Milan Studnička explique la dynamique fondamentale des relations fraternelles avec une clarté remarquable : "Un enfant de trois ans a sa mère pour lui seul toute sa vie. Soudain, quelqu'un d'autre arrive dans la famille et 'vole' sa mère. Pour l'enfant, c'est un choc terrible, et nous ne réalisons pas du tout ce qui se passe." Autrefois, les enfants étaient élevés par des villages entiers et de grandes familles, ce qui atténuait la compétition. L'isolement actuel, au contraire, l'intensifie. L'aîné perçoit le nouvel arrivant comme une menace directe pour l'attention, l'amour et les ressources parentales. Il ne s'agit pas de méchanceté – c'est un instinct de survie.

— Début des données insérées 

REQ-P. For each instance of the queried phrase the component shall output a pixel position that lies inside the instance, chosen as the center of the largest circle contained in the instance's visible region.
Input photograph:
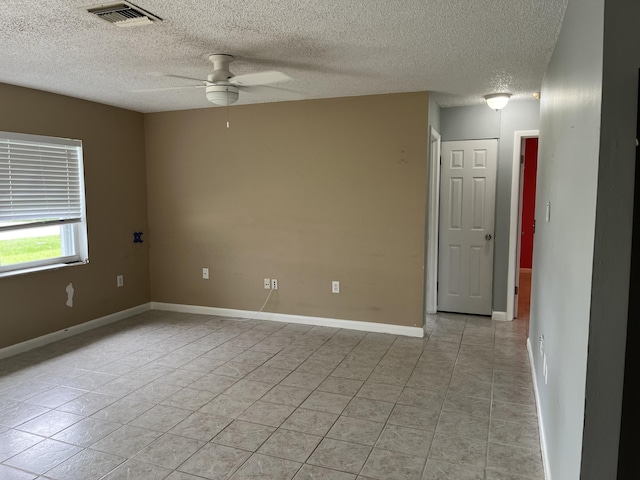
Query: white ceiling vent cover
(123, 14)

Quelle est la solution ? Arrêtez de jouer les juges et devenez des médiateurs. "Ne faites pas du grand frère le 'méchant'... essayez de comprendre ce qui se passe, et ne soyez pas un juge, mais un médiateur", conseille Studnička. Les parents devraient plutôt favoriser la compréhension entre les frères et sœurs que d'attribuer la culpabilité à l'un ou l'autre. Parmi les solutions pratiques, citons l'implication des "mains-d'œuvre" supplémentaires des grands-parents, des tantes ou des oncles, afin de réduire le sentiment de compétition chez l'aîné, et la réservation intentionnelle de temps passé avec chaque enfant individuellement : "Il est extrêmement important pour la famille de passer un week-end d'abord avec un seul enfant, puis avec l'autre..."
Les éloges excessifs des enfants pour la moindre réussite encouragent un autre problème caché. Les assurances constantes du type "Tu es parfait, tu es le meilleur, tu es numéro un" enseignent aux enfants que leur valeur dépend de la réussite. Lorsqu'un échec survient – et il arrive inévitablement –, l'enfant s'effondre : "Je suis bien quand je réussis aujourd'hui... Je suis mauvais parce que je n'y parviens pas." Studnička avertit que cela crée des perfectionnistes paralysés par la peur de la critique, alors que les individus moyens se sentent souvent mieux émotionnellement.
Les punitions ont également l'effet inverse. Les punitions arbitraires ("deux semaines sans PlayStation parce que tu as frappé ta sœur") suscitent de la rancune et n'enseignent rien. Au lieu de cela, utilisez les conséquences naturelles : "Si un enfant renverse le riz, nous ne jouerons pas ensemble tant qu'il ne l'aura pas nettoyé." Cela relie directement le comportement aux conséquences et favorise la responsabilité, sans faire de l'enfant une victime.
La dépendance aux écrans et les cadeaux constants procurent un "dopamine extrêmement bon marché", ce qui chez les enfants suscite un désir d'une gratification immédiate et conduit à des réactions explosives dès qu'il y a des restrictions. Studnička recommande une période de désintoxication, des règles claires et le remplacement des appareils électroniques par des livres et des jouets en bois. Il met également en garde contre les emplois du temps surchargés ou la pression exercée sur les jeunes sportifs – dans des pays comme la Norvège, "avant l'âge de 12 ans, aucun match ne compte" –, afin que les enfants ne s'épuisent pas et ne commencent pas à détester cette activité.
Finalement, ce message énergique est encourageant : la rivalité est normale, mais l'isolement et les mauvaises stratégies en font quelque chose de toxique. Grâce à la médiation, une attention équilibrée, des conséquences naturelles et un éloge modéré, les parents peuvent former des frères et sœurs résilients qui sont proches les uns des autres et prospèrent ensemble. Vérité cruelle ? Les parents d'aujourd'hui doivent consciemment recréer ce « village » dont leurs enfants ont besoin.